I’ve largely ignored Kalvar’s professional accomplishments in this essay. I didn’t mention, for example, that he started the Viva photo agency in France in 1972. I noted that he was a member of Magnum, but I didn’t reveal that he began as an associate member, then became a full member, or that he’s served as both vice president and president of the agency. I didn’t mention any of his shows, or his book Earthlings (released in 2007).
I’ve ignored those aspects of his career primarily because I think they’re less important to Kalvar than being out in the world walking around, alert to events around him, open to the moment, disponsible.

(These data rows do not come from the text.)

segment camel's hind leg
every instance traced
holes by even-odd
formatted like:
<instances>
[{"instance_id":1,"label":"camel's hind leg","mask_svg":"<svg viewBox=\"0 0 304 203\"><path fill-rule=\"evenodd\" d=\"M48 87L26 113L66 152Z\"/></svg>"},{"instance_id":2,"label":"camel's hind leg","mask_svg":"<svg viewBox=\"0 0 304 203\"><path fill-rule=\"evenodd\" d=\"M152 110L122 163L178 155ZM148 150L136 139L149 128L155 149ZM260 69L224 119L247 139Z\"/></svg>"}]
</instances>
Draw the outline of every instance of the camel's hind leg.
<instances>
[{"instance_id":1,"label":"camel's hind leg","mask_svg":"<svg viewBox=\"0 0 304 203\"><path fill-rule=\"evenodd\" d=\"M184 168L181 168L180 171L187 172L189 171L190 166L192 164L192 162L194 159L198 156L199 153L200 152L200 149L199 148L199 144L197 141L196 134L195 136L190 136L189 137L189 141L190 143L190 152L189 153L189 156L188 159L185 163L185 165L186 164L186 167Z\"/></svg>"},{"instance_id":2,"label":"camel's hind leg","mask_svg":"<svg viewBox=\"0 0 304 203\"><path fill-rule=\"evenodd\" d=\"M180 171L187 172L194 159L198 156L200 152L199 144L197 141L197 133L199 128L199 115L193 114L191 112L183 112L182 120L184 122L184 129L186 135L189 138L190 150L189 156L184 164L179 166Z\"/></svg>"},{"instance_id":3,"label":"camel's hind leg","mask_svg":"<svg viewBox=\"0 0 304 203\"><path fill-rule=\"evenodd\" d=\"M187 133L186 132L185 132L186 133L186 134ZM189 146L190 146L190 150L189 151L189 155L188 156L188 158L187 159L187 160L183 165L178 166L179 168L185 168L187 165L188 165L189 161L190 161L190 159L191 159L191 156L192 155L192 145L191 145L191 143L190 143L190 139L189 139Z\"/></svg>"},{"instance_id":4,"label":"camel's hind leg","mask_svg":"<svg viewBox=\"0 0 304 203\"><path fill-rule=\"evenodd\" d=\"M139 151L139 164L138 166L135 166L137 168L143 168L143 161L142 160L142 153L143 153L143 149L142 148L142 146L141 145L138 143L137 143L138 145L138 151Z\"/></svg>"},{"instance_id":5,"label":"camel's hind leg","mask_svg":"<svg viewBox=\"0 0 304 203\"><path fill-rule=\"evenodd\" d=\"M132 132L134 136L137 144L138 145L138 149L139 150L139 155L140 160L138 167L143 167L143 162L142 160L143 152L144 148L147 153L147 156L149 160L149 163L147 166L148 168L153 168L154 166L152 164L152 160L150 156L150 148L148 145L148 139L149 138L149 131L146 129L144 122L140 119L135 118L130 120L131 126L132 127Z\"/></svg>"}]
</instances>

I’ve ignored those things because reality is less interesting to Kalvar than those moments that bend and distort reality, that curve reality into a shape that suggest many possible realities.
“A photograph is what it appears to be. Already far from ‘reality’ because of its silence, lack of movement, two-dimensionality and isolation from everything outside the rectangle, it can create another reality, an emotion that did not exist in the ‘true’ situation. It’s the tension between these realities that lends it strength.”
We all share a reality with Richard Kalvar. But we’re not all privileged to see it in the same way he does.